Scientists used induced pluripotent stem cells (iPSCs) to produce and engineer cartilage that opens up new treatments and therapies for patients with damaged cartilage, cartilage injury, and osteoarthritis.
Since the introduction of stem cell technology, its manner of procurement has garnered much moral debate. Initially, stem cells are taken from human embryos about four or five days after fertilization.
Stem cells are pluripotent. This means that they have the ability to transform or differentiate into a higher form of cell, tissue or organ. It is this ability that scientists look to as the next evolution of medical science.
In the future, instead of manually repairing a tissue or organ, stem cells can be grafted into the affected areas and they will repair the damage by growing the necessary tissue or even a whole organ.

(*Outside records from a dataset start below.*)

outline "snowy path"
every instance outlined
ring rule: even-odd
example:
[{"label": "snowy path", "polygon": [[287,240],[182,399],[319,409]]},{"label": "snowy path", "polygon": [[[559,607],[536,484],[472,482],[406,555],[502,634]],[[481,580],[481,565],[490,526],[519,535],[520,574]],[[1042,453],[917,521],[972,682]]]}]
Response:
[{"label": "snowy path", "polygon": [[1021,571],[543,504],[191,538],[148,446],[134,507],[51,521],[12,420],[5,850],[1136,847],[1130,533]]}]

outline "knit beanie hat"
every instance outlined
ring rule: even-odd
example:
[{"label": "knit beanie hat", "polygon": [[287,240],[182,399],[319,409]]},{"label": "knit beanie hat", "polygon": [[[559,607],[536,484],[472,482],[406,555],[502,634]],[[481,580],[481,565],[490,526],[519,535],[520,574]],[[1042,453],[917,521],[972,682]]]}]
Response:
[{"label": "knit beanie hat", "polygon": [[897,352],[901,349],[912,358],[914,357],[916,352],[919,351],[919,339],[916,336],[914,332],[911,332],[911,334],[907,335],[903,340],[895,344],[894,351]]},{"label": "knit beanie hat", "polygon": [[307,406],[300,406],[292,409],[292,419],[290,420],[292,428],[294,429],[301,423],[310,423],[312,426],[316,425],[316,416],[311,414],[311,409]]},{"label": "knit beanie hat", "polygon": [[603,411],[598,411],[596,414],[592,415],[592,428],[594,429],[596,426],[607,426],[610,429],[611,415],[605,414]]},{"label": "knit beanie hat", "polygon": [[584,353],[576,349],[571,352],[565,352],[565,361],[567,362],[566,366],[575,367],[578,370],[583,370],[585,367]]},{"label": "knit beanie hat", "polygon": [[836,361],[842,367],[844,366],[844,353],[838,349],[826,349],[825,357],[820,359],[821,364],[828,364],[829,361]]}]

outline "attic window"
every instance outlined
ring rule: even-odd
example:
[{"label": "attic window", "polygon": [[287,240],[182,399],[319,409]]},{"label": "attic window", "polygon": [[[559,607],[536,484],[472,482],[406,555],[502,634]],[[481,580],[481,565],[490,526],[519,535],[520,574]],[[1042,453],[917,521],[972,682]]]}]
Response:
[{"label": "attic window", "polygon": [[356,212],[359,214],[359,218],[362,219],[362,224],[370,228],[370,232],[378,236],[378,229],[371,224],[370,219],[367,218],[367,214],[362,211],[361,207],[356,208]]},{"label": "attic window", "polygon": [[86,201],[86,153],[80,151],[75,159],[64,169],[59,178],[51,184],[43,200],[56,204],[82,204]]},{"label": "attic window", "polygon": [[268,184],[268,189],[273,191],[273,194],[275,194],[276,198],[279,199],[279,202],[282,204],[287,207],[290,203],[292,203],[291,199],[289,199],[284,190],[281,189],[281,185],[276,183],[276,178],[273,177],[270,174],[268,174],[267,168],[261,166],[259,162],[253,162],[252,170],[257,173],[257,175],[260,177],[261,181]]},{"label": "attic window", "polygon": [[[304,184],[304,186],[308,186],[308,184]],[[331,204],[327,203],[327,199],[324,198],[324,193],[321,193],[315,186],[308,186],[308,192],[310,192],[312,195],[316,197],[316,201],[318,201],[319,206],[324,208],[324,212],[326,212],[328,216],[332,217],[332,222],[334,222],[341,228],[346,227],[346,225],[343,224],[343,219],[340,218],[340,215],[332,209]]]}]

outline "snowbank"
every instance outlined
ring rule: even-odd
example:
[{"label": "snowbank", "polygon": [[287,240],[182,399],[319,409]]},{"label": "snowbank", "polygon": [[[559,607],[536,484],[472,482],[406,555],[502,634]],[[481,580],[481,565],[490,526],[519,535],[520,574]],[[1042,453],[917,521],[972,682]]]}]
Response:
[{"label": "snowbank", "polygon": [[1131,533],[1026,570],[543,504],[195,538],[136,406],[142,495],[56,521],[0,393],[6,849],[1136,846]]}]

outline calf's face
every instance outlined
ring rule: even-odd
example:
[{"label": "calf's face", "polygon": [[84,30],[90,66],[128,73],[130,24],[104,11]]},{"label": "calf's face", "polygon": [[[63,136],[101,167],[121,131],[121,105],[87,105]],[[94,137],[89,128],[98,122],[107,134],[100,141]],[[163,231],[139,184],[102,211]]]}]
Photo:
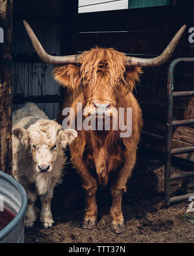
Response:
[{"label": "calf's face", "polygon": [[60,125],[52,121],[36,122],[27,130],[16,128],[13,134],[29,150],[39,172],[51,172],[58,156],[63,157],[63,148],[78,135],[74,130],[63,130]]}]

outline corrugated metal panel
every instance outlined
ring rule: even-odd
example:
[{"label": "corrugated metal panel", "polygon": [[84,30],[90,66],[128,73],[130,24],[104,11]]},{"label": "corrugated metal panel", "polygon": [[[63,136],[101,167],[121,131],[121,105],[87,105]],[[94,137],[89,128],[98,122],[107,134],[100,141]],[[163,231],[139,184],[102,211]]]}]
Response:
[{"label": "corrugated metal panel", "polygon": [[128,0],[80,0],[78,12],[94,12],[128,8]]},{"label": "corrugated metal panel", "polygon": [[[30,23],[32,29],[45,50],[52,54],[59,55],[61,52],[60,26],[54,23]],[[30,57],[35,51],[23,28],[22,22],[14,23],[12,52],[17,54],[28,54]],[[13,65],[13,93],[22,97],[60,95],[60,88],[52,78],[54,66],[42,63],[15,62]],[[56,118],[59,103],[39,104],[50,119]],[[22,105],[16,104],[14,110]]]},{"label": "corrugated metal panel", "polygon": [[129,8],[170,5],[171,0],[129,0]]}]

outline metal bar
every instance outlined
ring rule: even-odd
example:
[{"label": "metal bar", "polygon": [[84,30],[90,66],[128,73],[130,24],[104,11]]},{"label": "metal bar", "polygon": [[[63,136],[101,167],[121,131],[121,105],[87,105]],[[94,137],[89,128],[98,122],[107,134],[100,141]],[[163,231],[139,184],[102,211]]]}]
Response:
[{"label": "metal bar", "polygon": [[186,178],[194,177],[194,172],[188,172],[182,174],[173,174],[171,176],[171,181],[186,179]]},{"label": "metal bar", "polygon": [[13,104],[25,104],[25,102],[29,102],[34,103],[57,103],[61,102],[61,97],[56,95],[30,96],[27,97],[16,96],[13,98]]},{"label": "metal bar", "polygon": [[[171,194],[171,146],[172,146],[172,121],[173,121],[173,83],[174,83],[174,62],[171,63],[169,68],[167,77],[167,116],[166,124],[166,167],[164,180],[165,204],[170,205]],[[176,64],[175,64],[176,65]]]},{"label": "metal bar", "polygon": [[172,155],[179,155],[194,152],[194,146],[188,146],[187,148],[174,148],[171,150]]},{"label": "metal bar", "polygon": [[190,148],[178,148],[171,150],[171,139],[172,130],[173,125],[180,125],[187,124],[191,121],[180,121],[173,122],[173,104],[174,97],[191,97],[194,95],[194,91],[179,91],[174,92],[174,71],[177,65],[181,62],[194,62],[194,58],[180,58],[174,60],[169,65],[168,75],[167,75],[167,99],[168,99],[168,109],[166,124],[166,169],[165,169],[165,183],[164,183],[164,194],[165,194],[165,204],[166,206],[169,206],[171,203],[179,202],[187,198],[188,195],[183,195],[178,197],[170,197],[171,193],[171,179],[173,179],[175,176],[171,176],[171,154],[182,154],[188,152],[194,151],[194,147],[191,149]]},{"label": "metal bar", "polygon": [[194,96],[194,91],[175,91],[173,93],[173,97],[185,97],[191,96]]},{"label": "metal bar", "polygon": [[173,126],[178,126],[181,125],[191,125],[191,124],[194,124],[194,119],[178,120],[178,121],[173,121],[172,122],[172,125]]},{"label": "metal bar", "polygon": [[194,193],[182,194],[178,196],[173,196],[170,199],[170,204],[178,203],[178,202],[184,201],[189,199],[190,196],[194,196]]}]

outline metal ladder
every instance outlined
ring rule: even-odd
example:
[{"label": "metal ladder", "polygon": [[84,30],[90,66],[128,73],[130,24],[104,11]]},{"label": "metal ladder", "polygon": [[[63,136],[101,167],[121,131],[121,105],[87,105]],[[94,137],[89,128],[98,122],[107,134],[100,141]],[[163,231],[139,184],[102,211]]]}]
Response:
[{"label": "metal ladder", "polygon": [[173,106],[174,97],[189,97],[194,96],[194,91],[174,92],[174,71],[177,65],[180,62],[194,62],[194,58],[180,58],[174,60],[169,65],[167,78],[167,117],[166,124],[166,168],[165,168],[165,205],[169,207],[171,204],[185,200],[191,196],[191,194],[184,194],[178,196],[171,198],[171,181],[173,180],[184,179],[189,177],[194,177],[194,171],[188,172],[182,174],[171,174],[171,156],[185,154],[194,152],[194,146],[182,148],[171,149],[172,146],[172,133],[173,128],[178,126],[186,126],[194,124],[194,119],[173,121]]}]

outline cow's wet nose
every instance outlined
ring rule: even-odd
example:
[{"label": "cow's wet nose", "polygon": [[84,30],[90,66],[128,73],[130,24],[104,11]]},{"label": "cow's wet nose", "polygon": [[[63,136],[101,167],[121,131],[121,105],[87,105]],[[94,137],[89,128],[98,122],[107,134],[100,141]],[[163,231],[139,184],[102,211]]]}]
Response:
[{"label": "cow's wet nose", "polygon": [[102,104],[102,103],[98,103],[98,102],[93,102],[93,107],[96,108],[96,110],[98,108],[103,108],[103,109],[107,109],[109,108],[111,106],[111,103],[105,103],[105,104]]},{"label": "cow's wet nose", "polygon": [[50,169],[50,165],[39,165],[38,169],[40,172],[47,172]]}]

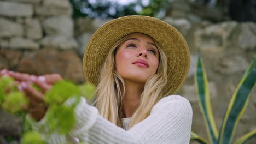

Induced Pluripotent Stem Cells (iPSC)
In 2007, a team of scientists from Kyoto University, Japan led by Shinya Yamanaka managed to produce a type of pluripotent stem cell artificially derived from a non-pluripotent cell. Yamanaka managed to convert an already adult cell back into its' early stem cell stage.
Of the four current ways to produce stem cells, his process is the only one that does not require an embryo. For this discovery, he (along with John B. Gurdon) was awarded the 2012 Nobel Prize in medicine.
Another advantage to using iPSCs, is that scientists believe that since the stem cell is procured from the patient himself, the process would address and avoid any immunogenic responses.
Articular Cartilage
Articular cartilage is the tissue that allows joints to absorb shock and rotate and glide smoothly against each other. It provides a frictionless surface for the bone joints to interact with each other. Without articular cartilage, bone joints will be grinding against each other generating excruciating pain in simple activities such as walking, climbing or even getting up from a chair.
Video: Stem Cells Repair Joint Cartilage
Because articular cartilage has a poor capacity for repair, cartilage damage and osteoarthritis are leading causes of impairment in older people and often requires joint replacement.
Osteoarthritis affects around 21 million adults and has no treatment available outside of joint replacement and pain management therapy.
Artificially Engineered Cartilage From iPSCs
A team of Duke Medicine researchers, led by Brian O. Diekman, PhD., have used iPSCs to successfully engineer cartilage for use in tissue repair and studies into cartilage injury and osteoarthritis.
The finding is reported online Oct. 29, 2012, in the journal the Proceedings of the National Academy of Sciences, and suggests that induced pluripotent stem cells may be a viable source of patient-specific articular cartilage tissue.
The aim of the study is to apply recent technologies that have made iPSCs a promising alternative to other tissue engineering techniques, which use adult stem cells derived from the bone marrow or fat tissue.
Using a technique with iPSCs from mice, they used differentiated chondrocytes. Chondrocytes are cells that produce collagen and maintain cartilage. The scientists produced cartilage components which includes collagen that showed the characteristic stiffness of native cartilage. This suggests that they would work well in repairing cartilage defects in the body.
"This was a multi step approach, with the initial differentiation, then sorting, and then proceeding to make the tissue," Diekman, a post-doctoral associate in orthopedic surgery, said. "What this shows is that iPSCs can be used to make high quality cartilage, either for replacement tissue or as a way to study disease and potential treatments."
Diekman and Guilak said the next phase of the research will be to use human iPSCs to test the cartilage-growing technique.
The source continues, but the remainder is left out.